We seem a different Ichigo when Orihime was directly threatened by the lolis. He was outraged by what they were doing to her, and even moreso when Ulquiorra stood in the way. I won't discount his concern for Orihime, because that's genuine. I won't use the reasoning that "he'd do it for anyone" either, because saying such a thing is moot. Ichigo does care for Orihime, it's not disputable. But then again, if we look at the circumstances in which he shows that he cares...
Grimmjow said it. Ichigo saw that Orihime was safe, and he doesn't question further as to her inner changes. In other words, as long as she's physically fine, he didn't care beyond that. Yammy shows up and makes short work of the lolis, then Ishida shows up and gets rid of Yammy. And it was right back to the fight Ichigo goes. It was thoughtful of him to entrust Orihime to Ishida, though.
I won't talk about the shipping implications of Orihime calling out Hollow Ichigo. He turned Hollow in his death to protect her but at the same time, he was a heartless monster. It's a double-edge.

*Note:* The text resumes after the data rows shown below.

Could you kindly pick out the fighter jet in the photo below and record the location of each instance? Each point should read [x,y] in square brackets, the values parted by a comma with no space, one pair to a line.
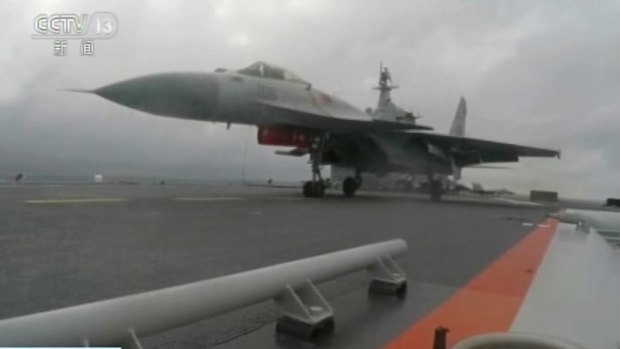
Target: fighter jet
[290,112]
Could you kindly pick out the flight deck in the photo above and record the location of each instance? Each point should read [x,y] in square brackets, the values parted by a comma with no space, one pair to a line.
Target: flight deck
[64,245]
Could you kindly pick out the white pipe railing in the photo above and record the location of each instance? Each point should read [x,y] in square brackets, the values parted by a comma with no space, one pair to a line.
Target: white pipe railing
[117,321]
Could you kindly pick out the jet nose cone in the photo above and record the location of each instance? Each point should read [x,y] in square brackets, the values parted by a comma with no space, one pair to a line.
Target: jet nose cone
[185,95]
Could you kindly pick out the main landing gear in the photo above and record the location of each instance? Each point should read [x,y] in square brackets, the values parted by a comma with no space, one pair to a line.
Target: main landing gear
[351,184]
[315,188]
[435,188]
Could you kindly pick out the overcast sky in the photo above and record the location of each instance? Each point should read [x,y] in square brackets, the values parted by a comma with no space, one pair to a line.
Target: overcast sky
[541,73]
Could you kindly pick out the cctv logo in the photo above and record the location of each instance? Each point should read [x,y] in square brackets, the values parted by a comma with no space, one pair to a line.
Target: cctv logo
[99,25]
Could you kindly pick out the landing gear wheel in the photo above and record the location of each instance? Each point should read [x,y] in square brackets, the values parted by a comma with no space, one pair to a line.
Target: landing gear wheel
[435,190]
[349,187]
[314,189]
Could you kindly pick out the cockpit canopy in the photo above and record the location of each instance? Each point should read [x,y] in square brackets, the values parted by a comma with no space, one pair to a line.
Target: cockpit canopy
[265,70]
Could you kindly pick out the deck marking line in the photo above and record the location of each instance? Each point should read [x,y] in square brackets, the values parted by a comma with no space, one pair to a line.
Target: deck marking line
[490,301]
[73,201]
[210,198]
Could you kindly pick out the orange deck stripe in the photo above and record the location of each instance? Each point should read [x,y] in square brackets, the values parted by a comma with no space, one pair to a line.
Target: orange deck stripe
[487,303]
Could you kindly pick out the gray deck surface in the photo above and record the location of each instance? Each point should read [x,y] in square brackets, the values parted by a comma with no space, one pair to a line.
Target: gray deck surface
[57,254]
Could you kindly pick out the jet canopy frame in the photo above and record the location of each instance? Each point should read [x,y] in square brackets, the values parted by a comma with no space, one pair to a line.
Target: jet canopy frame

What certain people tend to overlook is that, Hollow Ichigo is the manifest of not only his will to protect, but also his bloodlust for battle. Strip Ichigo down to his bare instincts and that is what he is, and that is what Hollow Ichigo is. However, we're not supposed to condone his actions. No matter how "badass" Hollow Ichigo was, we have had both the two other main characters realizing it wasn't a good thing. Hollow Ichigo brutally killed Ulquiorra and stabbed Ishida, his only coherent reason for doing so is that he "must protect". And this highlights another problem with Ichigo's character: He had come to think that the answer to everything lies in violence, or defeating his opponents, even his job of protecting his friends.
As conclusion, I picked the Ichi/Ulqui battle to highlight because it exposes the problems Ichigo will have to face from now on. If he should ever be emotionally troubled by a battle out of the dozens he'd had in the past, then this would have to be the one. Ichigo doesn't kill those he considers rivals, it's the chilvalrous part of him that I admire (And the reason I ship GrimmIchi so hard, but that's another topic). Hollowfied Ichigo was not the real Ichigo, yet he can't go on denying that it was a part of his nature. Kubo introduced Shirosaki as something Ichigo needed to overcome. Now it's just another one of those things.
Anyways! It's the first analysis of Ichigo I've ever written. I welcome friendly discussion and criticism.